How any LLM drives it
HumanBrowser is model-agnostic. It ships ready-made tool schemas for Anthropic Claude, OpenAI-compatible APIs (which covers xAI Grok and Kimi K2.6), and Google Gemini, and a single universal entry point:
result = await agent.dispatch(tool_name, tool_args)
The loop is the same for every provider: get the schemas, hand them to the model, and for each tool call the model makes, dispatch it and return the result. The cycle looks like this:
Rendering diagram
Dropping a real, humanized, instrumented browser into an LLM tool-use loop takes well under 30 lines. That model-agnostic design is deliberate, because Nebula routes across five LLM providers depending on the task, and the browser has to work the same under all of them.
How Nebula uses it
Inside Nebula, HumanBrowser is wrapped by a scan-scoped adapter: one browser session per scan, lazy-launched on the first tool call and disposed when the scan completes. The eight vision tools are exposed to Nebula's agents under its own naming (browser_see, browser_human_click, browser_human_navigate, and so on), and the Set-of-Mark state is shared between calls, so a browser_see snapshot and the browser_human_click that follows it refer to the same numbered elements.
In practice, when Nebula's swarm decides a finding needs hands-on browser work, an agent gets a live Chromium it drives by sight, routed through the same interception and capture stack a human tester would use, with an operator able to watch the whole thing live. The agent sees the page, reasons about the numbered elements, acts with human-fidelity input, and the session records every request for analysis.

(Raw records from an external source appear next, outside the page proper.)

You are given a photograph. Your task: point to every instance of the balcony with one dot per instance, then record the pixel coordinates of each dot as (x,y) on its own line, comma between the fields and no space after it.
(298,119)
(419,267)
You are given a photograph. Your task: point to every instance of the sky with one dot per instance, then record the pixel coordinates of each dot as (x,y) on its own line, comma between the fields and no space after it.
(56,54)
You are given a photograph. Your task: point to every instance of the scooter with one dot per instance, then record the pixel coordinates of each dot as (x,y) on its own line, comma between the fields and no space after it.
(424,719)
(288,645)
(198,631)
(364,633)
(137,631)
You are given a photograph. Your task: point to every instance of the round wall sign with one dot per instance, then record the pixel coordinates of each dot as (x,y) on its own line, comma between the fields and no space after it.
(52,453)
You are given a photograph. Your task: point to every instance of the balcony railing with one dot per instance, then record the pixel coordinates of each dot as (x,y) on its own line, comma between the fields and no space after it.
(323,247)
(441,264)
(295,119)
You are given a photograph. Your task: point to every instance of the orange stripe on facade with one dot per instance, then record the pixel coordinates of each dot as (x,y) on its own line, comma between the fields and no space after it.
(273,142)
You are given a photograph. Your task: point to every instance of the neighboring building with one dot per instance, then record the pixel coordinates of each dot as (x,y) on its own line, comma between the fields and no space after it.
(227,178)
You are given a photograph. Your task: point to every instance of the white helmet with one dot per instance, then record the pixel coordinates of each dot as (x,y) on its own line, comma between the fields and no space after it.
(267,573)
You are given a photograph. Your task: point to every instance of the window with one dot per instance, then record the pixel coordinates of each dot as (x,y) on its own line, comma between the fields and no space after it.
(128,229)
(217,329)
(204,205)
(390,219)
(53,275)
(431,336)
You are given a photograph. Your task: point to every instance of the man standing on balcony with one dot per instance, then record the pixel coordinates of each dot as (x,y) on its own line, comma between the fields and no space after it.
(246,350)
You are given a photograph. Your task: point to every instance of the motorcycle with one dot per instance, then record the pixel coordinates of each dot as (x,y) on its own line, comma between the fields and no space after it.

It is the same workflow a skilled human runs, executed autonomously.
Why this is the right foundation
Autonomous web pentesting fails at the browser more often than at the brain. An agent that gets fingerprinted, fumbles selectors, or cannot see its own network traffic will not find real vulnerabilities no matter how capable the model behind it is. HumanBrowser exists so that layer is not the weak link: real browser, human-fidelity interaction, vision-based element reasoning, full traffic capture, proxy interception, and live observability, in a small open-source package any LLM can drive.
It is open source under Apache-2.0, because the foundation of trustworthy autonomous testing should be inspectable.
Takeaways
- Autonomous pentesting lives or dies at the browser layer. Scripted clicks get flagged; pixel-guessing is blind and slow.
- HumanBrowser pairs a real Chromium with human-fidelity input (Bezier mouse, Gaussian typing, read-pauses) and Set-of-Mark vision so an LLM can reason about elements directly.
- It is built for security work: Burp and ZAP proxy presets, bounded network and console capture, HAR recording, and live theater streaming for real-time observability.
- It is model-agnostic and open source, and it is the browser Nebula drives, one session per scan, to test web applications the way a person would.